Pire encore pour Télérama qui considère que Frontières « fiche les assistants parlementaires ». Comme attendu, la télévision en ligne proche de LFI Le Média consacre une émission à l’évènement, « Au coeur de l’actu ». Pour ce média, les choses sont claires : Frontières est identitaire, raciste et xénophobe et les journalistes de Frontières sont ici qualifiés de « nouvelle engeance ». Pour L’Humanité et Les Ecologistes c’est la présence des journalistes de Frontières qui constitue un « trouble manifeste à l’ordre public », pas la manifestation visant à les évincer et à empêcher l’expression d’une voix discordante dans le débat public. Libération se réjouit vendredi 11 avril 2025 : « Yaël Braun-Pivet menace le média d’extrême droite Frontières de lui retirer son droit d’accès à l’Assemblée ». Pendant ce temps l’hebdomadaire Marianne considère que Frontières « surfe sur la télé-réalité parlementaire ». Pour Médiapart, sans surprise, cette affaire est un « mauvais coup du RN et du magazine Frontières ».
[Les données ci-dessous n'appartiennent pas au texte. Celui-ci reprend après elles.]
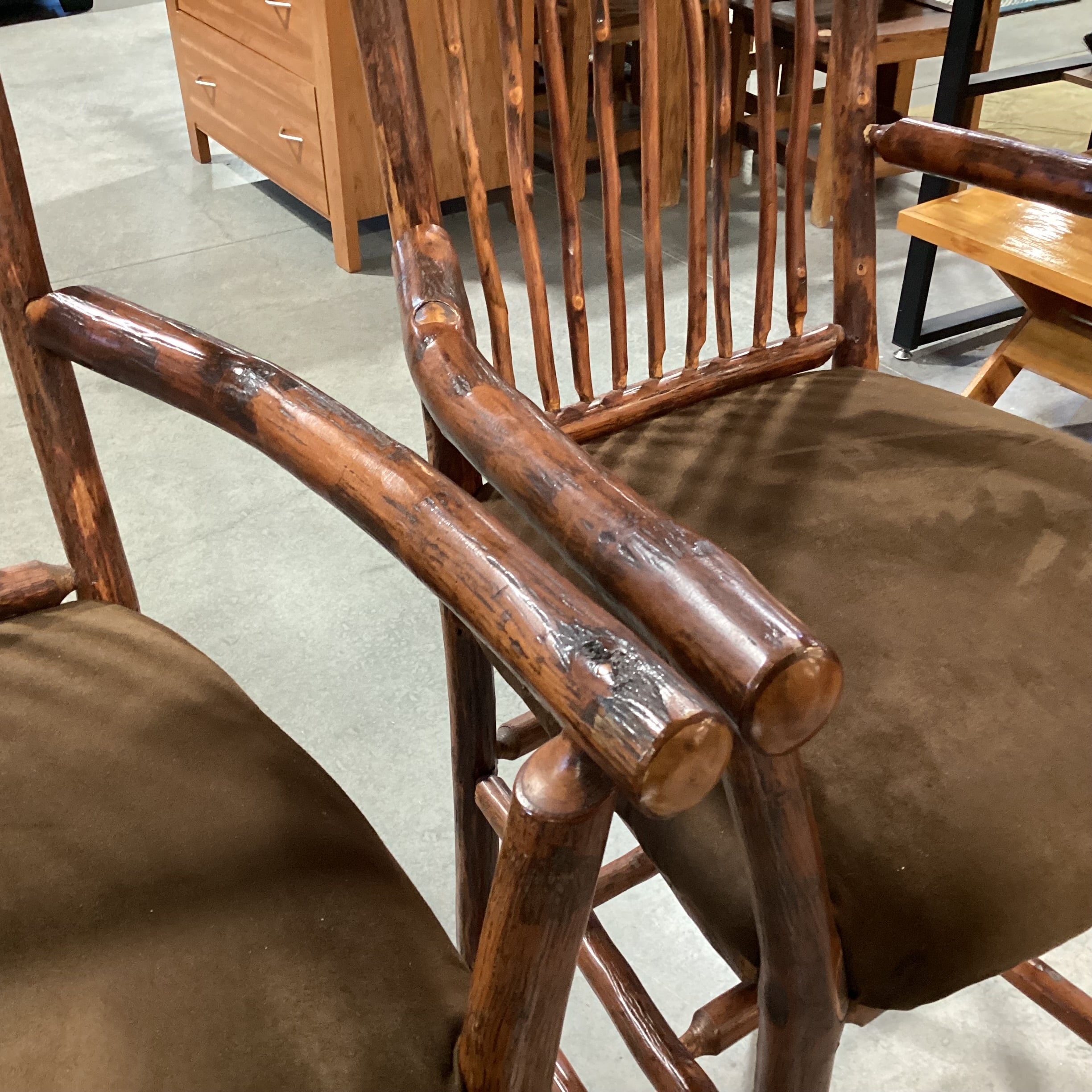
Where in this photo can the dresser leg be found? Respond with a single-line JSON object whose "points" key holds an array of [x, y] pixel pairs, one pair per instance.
{"points": [[347, 243], [199, 145]]}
Des voix discordantes peu nombreuses
Peu de voix vont à l’encontre de la parole inversant coupables et victimes. Le Journal du Dimanche évoque une « soumission à la gauche, CNews juge l’évènement et la réaction des autorités de l’Assemblée comme étant incroyables, avant tout politiques, visant peut-être à terme à censurer Frontières, tandis que Guillaume Tabard, dans le Figaro daté du samedi 12 avril 2025, évoque l’inversion des valeurs qui voit des victimes dans les coupables et des coupables dans les victimes. Selon lui, « Dans cet épisode, les équipes de Frontières étaient conscientes du risque de clash. Leur intention est claire : montrer l’intolérance de la gauche radicale. On peut déplorer ce procédé, mais il est de plus en plus fréquent et il a été d’abord éprouvé dans des réseaux d’ultra-gauche venant par exemple filmer des policiers pendant des manifestations, misant, là aussi, sur une réaction permettant de crier à la « violence policière ». Plus précisément : « C’est bien l’identité politique de Frontières qui est jugée par principe coupable par ceux qui — au nom de la démocratie ! — réclament son interdiction ».
Le dimanche 13 avril le site de Frontières était inaccessible, avec une page vide laissant penser à une attaque.